Bu yapısal çöküşün üzerine bir de gençlik meselesi eklenmiştir. Türkiye’de gençlik hem ekonomik hem siyasal olarak en kırılgan grup hâline gelmiş; aynı zamanda en fazla direniş potansiyeli taşıyan kesim olmuştur. Bu nedenle gençlik devlet açısından bir “risk kategorisi”dir. Uyuşturucu ekonomisinin genişlemesi, yeni nesil çetelerin yoksul ve solcu mahallelerde ortaya çıkması ve gençlerin sistematik olarak kriminalize edilmesi, Toscano’nun tarif ettiği anlamıyla önleyici karşı-reform mantığıdır. Devlet gençliği önce kriminalize eden koşullara iter, sonra onları tehlikeli bedenler olarak kodlayıp cezaevine kapatır. Bu sürecin etnik ayağında ise Kürt gençleri uzun süredir hedef hâlindedir.

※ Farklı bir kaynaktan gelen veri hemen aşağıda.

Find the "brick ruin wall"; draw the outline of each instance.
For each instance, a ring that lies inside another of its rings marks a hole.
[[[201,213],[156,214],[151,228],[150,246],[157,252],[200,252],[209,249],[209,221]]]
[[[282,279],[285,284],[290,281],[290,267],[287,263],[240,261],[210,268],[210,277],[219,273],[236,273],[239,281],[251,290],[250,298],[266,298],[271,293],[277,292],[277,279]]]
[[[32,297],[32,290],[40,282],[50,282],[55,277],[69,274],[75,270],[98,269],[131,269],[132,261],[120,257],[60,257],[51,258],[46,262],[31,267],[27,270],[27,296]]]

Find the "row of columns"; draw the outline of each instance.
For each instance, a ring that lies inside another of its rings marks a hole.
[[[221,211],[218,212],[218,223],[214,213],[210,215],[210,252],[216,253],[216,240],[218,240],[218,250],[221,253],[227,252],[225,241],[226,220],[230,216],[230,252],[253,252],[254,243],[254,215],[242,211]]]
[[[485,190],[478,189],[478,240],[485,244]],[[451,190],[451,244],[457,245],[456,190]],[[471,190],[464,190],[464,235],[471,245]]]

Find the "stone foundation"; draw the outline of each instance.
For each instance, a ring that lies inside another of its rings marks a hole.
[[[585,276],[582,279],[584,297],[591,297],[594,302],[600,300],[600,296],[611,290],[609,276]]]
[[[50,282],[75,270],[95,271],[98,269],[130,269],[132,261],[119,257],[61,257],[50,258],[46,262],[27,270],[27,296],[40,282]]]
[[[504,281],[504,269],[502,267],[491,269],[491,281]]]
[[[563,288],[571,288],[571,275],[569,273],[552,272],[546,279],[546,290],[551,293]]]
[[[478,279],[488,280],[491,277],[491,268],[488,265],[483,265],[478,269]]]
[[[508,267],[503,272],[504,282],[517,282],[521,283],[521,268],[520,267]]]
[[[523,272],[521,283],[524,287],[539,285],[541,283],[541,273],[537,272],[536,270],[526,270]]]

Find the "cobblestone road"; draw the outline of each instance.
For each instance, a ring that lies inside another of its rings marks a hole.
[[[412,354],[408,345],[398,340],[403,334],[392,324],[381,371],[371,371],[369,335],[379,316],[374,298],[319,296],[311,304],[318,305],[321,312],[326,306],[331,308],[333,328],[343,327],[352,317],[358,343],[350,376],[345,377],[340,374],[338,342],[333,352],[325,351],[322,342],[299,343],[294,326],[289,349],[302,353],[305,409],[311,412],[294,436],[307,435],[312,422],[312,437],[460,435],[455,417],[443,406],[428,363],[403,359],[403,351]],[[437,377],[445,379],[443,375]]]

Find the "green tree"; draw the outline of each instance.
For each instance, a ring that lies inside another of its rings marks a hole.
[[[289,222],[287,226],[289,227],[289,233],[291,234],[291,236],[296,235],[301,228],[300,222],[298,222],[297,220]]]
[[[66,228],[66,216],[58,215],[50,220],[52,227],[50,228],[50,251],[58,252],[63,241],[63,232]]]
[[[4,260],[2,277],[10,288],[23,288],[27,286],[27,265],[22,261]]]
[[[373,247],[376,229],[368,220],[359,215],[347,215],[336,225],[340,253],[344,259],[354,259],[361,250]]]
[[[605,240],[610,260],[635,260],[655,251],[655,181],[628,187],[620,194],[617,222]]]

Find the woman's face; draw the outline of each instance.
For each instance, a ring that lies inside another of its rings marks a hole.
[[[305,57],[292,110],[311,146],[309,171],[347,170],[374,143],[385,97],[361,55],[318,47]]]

Bütün bu örüntü bize şunu söylüyor: Geç faşizm yalnızca öldürme pratikleriyle değil, artı nüfusları hapsederek yönetme kapasitesiyle tanımlanır. Ve tam da bu nedenle ilgacılık Türkiye için zorunlu bir tartışmadır. İlga yaklaşımı, hapishanenin “hemen şimdi” ortadan kaldırılmasını talep eden romantik bir çağrı değildir; aksine devlet kaynaklarının uzun vadede cezalandırıcı-hapsedici aygıtlardan sosyal hizmetlere, eğitime, sağlığa, barınmaya ve toplumsal eşitsizlikleri azaltan mekanizmalara doğru yeniden tahsisini savunan yapısal bir dönüşüm programıdır. İlgacılık, ceza sistemine dair teknik bir öneri değil; geç faşizmin artı nüfusları öldürme ve hapsetme yoluyla yönetmesine karşı geliştirilebilecek kapsamlı bir siyasal ufuktur. Yazının başına dönecek olursak, Ali İhsan Bayhan’ın ölümü tam da bu nedenle unutulmamalıdır: Çünkü onun bedeninde devleti öldürmeye yetkili kılan faşist özgürlüğü, artı nüfusları hapseden cezalandırıcı pratikleri ve bu pratiklere karşı ilgacılığın zorunluluğunu aynı anda görmek mümkün hâle gelir.
* Kapak resmi: New Haven'da Ruth Wilson Gilmore için yapılan duvar resmi (2023)
[i] https://t24.com.tr/haber/abd-de-polis-tarafindan-oldurulen-ali-ihsan-bayhan-in-cenazesi-ankara-da-topraga-verildi,1276596
[ii] 2015-2020 arasında ABD’de tüm ölümcül polis ateşi vakalarının dörtte biri psikolojik sorun yaşayan kişileri içeriyordu. Bkz. https://www.nami.org/advocacy/policy-priorities/stopping-harmful-practices/police-use-of-force/
[iii] Geçtiğimiz günlerde 132 kişinin hayatını kaybettiği bir örnek için bkz. https://amp.dw.com/tr/rioda-sava%C5%9F-gibi-operasyon-cesetleri-mahalleliler-toplad%C4%B1/a-74546202
[iv] Ruth Wilson Gilmore, Golden Gulag: Prisons, Surplus, Crisis, and Opposition in Globalizing California, University of California Press, 2007.